Saturday, September 25, 2010

Attention span of a gnat

Over the course of the last few years, my yarn stash has been slowly reproducing in the dark confines of my closet. Not only are the skeins reproducing; the started but not yet completed projects also seem to be multiplying. Until I try to organize my closet, it's easy to forget about them. I tried organizing my closet tonight.
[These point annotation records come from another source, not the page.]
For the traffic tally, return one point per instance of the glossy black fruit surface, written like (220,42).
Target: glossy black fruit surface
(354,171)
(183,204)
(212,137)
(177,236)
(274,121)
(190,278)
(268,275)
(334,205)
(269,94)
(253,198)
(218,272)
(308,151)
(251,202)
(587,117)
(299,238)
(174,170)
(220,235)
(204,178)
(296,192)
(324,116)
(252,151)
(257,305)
A sampling of a few of the evening's finds:

  • A latch-hook rug that I made... a few years ago. I remember the cat claiming it every time I set it down, leaving me to plan to use it as a rug in one of her favorite spots to curl up in. (Spoiled? Nuh uh...) The only thing left to do? Work the edges under. Of course, while quite simple, that's a very tedious task. I don't do well with boring. So I chucked it in the closet and forgot about it.
  • A started black chenille shawl with my lovely J bamboo hook shoved in it (so that's where it went). It's a simple stitch, fairly mindless once you get into it. Good for spacing out to as I watched something entertaining. In fact, I started it while watching an episode of Dr. Who. For those enquiring minds, it was the episode with the Tenth Doctor and Rose, where they encounter werewolves, monks, and Queen Elizabeth. Since I don't recall watching any other episode whilst working on the poncho, that probably means I put ~ 45-50 minutes into the project before abandoning it.
  • Another started poncho, this one in a black novelty yarn that was soft, fuzzy, and had little tufts of primary colors in it. The yarn was a clearance purchase, rounded out by an ebay purchase to meet the pattern requirements. I started the poncho while on a family vacation, probably about 5 or 6 years ago. That was a wretched summer with wicked heat, not great for working with sweaty hands and a fuzzy yarn, nor was it great for furtive spurts of crocheting in rare moments of uninterrupted quiet. I didn't get very far, and the only time I picked it up since then was when the K hook I needed for another project fell out as I moved something else.
  • A started scarf in red, white, and black novelty yarn, meant to go with my black winter coat. The receipt purchase date is November 2006, but I remember prowling multiple Hobby Lobbys for a few weeks before that to find the exact colors I wanted. I was not so adventurous in my crocheting ~4 years ago, nor did I have much experience in following written instructions or working with novelty yarn, and the scarf gave me fits. Stitch definition was an issue, and that didn't work so well with a pattern that required increases and decreases in certain places to create a ripple effect. I pitched it all in a bag, tossed it in the closet, and moved on to the next shiny thing to catch my eye.
  • A started cotton thread mesh market bag. I tossed this one in the closet while cleaning the clutter from my desk. It'd probably been idling on my desk for a few months, sometime in 2009. (I know this because I got the pattern from my 2009 crochet pattern a day calendar.) I started it in the summer since summer is farmers' market season, and a reusable bag is perfect for such shopping, and we were hitting the farmers' markets fairly regularly.
  • Another started market bag, navy blue, started an abadoned sometime in the last few months. It also fell prey to the "clean one area by cluttering another, i.e. the closet" method. Honestly, I was actually thinking of tearing it out since it wasn't far along, and I wasn't too impressed with the pattern; it's teetering precariously on the edge of either contributing to the unfinished queue problem or the yarn stash problem. I may just toss a coin or something.
  • A colorful shawl in an amazingly soft but obnoxiously colored yarn that I impulse purchased and began work on during another family vacation. I hesitate to include it here since I was beginning the process of frogging it... but in typical Twit fashion, I abandoned that midway, too.
I can remember where I was and what I was doing as I started these projects, which leaves me little excuse for having forgotten them, but there ya go. If it's out of sight, it's out of mind. End of story. However, if I am reminded, I can remember for a little bit at least.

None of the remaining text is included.